Configuration WLASL Retrieval DCG
Angle priors only + masking 45.1
Angle + keypoint + distance + masking 48.5
All priors + masking + var/cov 49.9
All priors + masking + var/cov + adversarial 50.7

Removing masking leads to a significant drop in retrieval performance (48.5 → 46.3), confirming that masked learning is critical for robust representations.

Sign Language Translation (As Frozen Feature Extractor)

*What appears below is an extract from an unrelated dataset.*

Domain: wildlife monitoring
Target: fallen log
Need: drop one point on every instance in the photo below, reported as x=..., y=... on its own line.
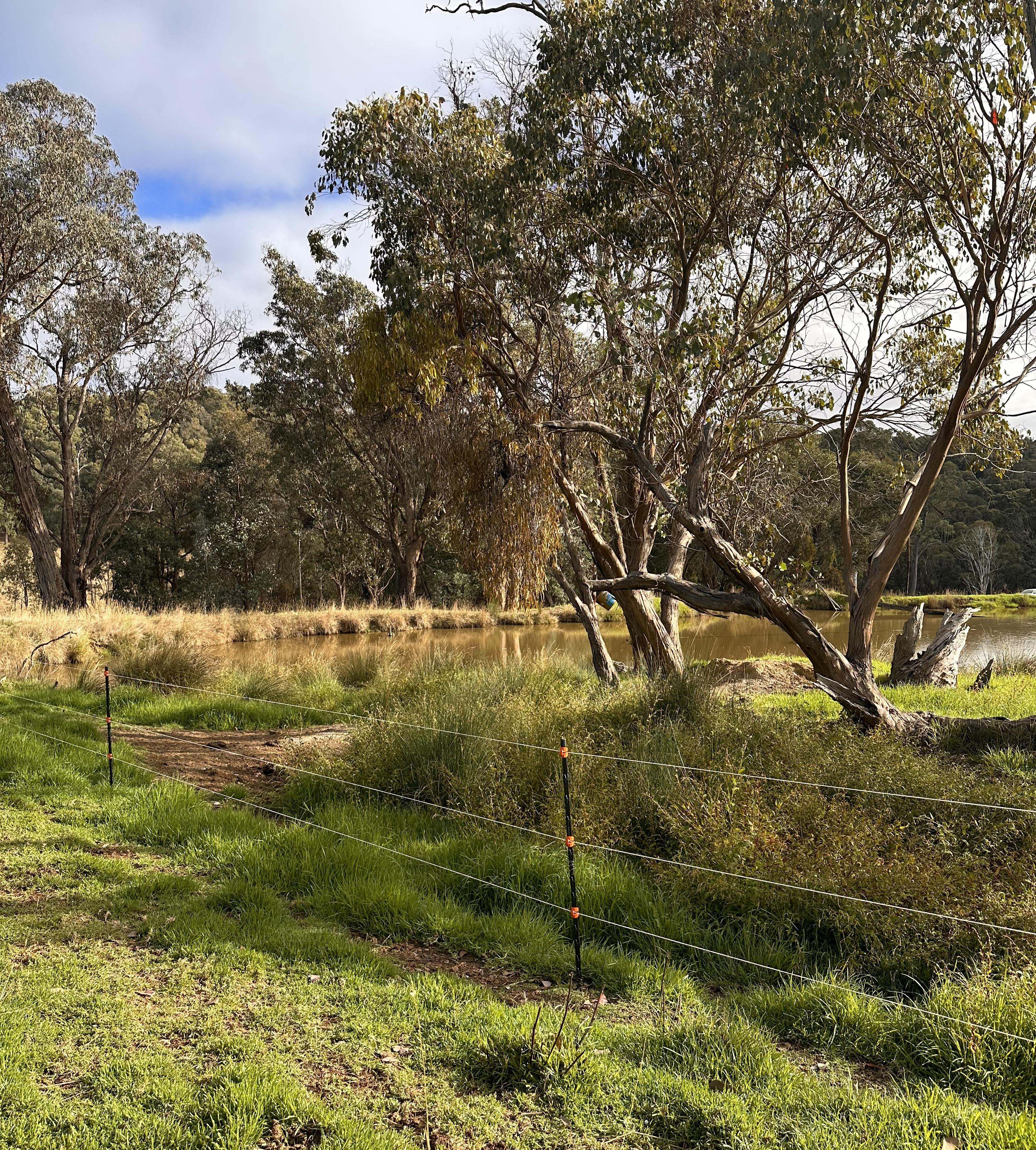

Backbone Phoenix14T BLEU-4 CSL-Daily BLEU-4
DinoV2 (LoRA) 19.42 12.96
SignRep (frozen) 20.38 16.33

BLEU-4 improves by 3.37 on CSL-Daily, with SignRep entirely frozen, eliminating the computational overhead of LoRA fine-tuning.

Highlights & Insights

  1. The "use skeleton during pretraining, discard at inference" strategy is highly elegant: Incorporating skeleton information as a self-supervised learning target rather than an input allows the model to acquire sign language domain knowledge without depending on keypoint extractors at inference time.
  2. The six-category prior design is comprehensive: Keypoints (spatial structure) + joint angles (finger flexion) + distance matrices (inter-hand interaction) + activity detection cover all major dimensions of sign language expression.
  3. Adversarial style-invariant learning is well-motivated: Background and signer appearance are major sources of interference in sign language understanding; explicitly filtering them via adversarial training substantially improves generalization.
  4. The class probability distribution is an elegant retrieval-to-recognition transfer mechanism: Class-level relationships are extracted from unsupervised retrieval similarity and used as soft labels to assist supervised recognition.
  5. The experimental coverage is broad and convincing: Recognition (3 datasets) + retrieval (3 datasets) + translation (3 datasets), all handled by a single frozen model, provides strong empirical support.

Limitations & Future Work

  1. Pretraining relies on a sign-language-specific pose estimation model to extract priors; low-quality keypoints may introduce noise.
  2. Pretraining on YouTube-SL-25 primarily covers Western sign languages; generalization to other sign language communities remains unexplored.
  3. The work focuses exclusively on isolated sign words; modeling continuous sign language at the sentence level is limited.
  4. The heuristic rules used for activity priors are relatively simple and may not handle all edge cases.
  5. The performance gap with NLA-SLR on WLASL2000 is narrow; validation across additional datasets is needed to confirm the advantage.
  • Supervised sign language recognition: I3D, ST-GCN, StepNet, NLA-SLR, etc.
  • Self-supervised skeleton-based learning: SignBERT, SignBERT+, BEST, Skeletor
  • Sign language translation pretraining: Sign2GPT, SignHiera, GFSLT-VLP
  • Video MAE: VideoMAE, Hiera MAE
  • Self-supervised representation regularization: VICReg, Barlow Twins

Rating

  • Novelty: ★★★★☆ — The idea of incorporating skeleton priors into MAE pretraining is novel; the systematic design of six prior categories and adversarial style-invariant learning demonstrate creative thinking.
  • Technical Depth: ★★★★☆ — Prior design is meticulous; the class probability distribution transfer from retrieval to recognition exhibits theoretical elegance.
  • Experimental Quality: ★★★★★ — Three major tasks, nine dataset configurations, thorough ablation studies; a single-modality model surpassing multi-modal methods is highly convincing.
  • Practicality: ★★★★★ — Single RGB model, no skeleton extraction required at inference, usable as a frozen feature extractor — highly practical.
  • Writing Clarity: ★★★★☆ — Overall clear, though the prior definition section involves heavy notation and presents a moderate barrier on first reading.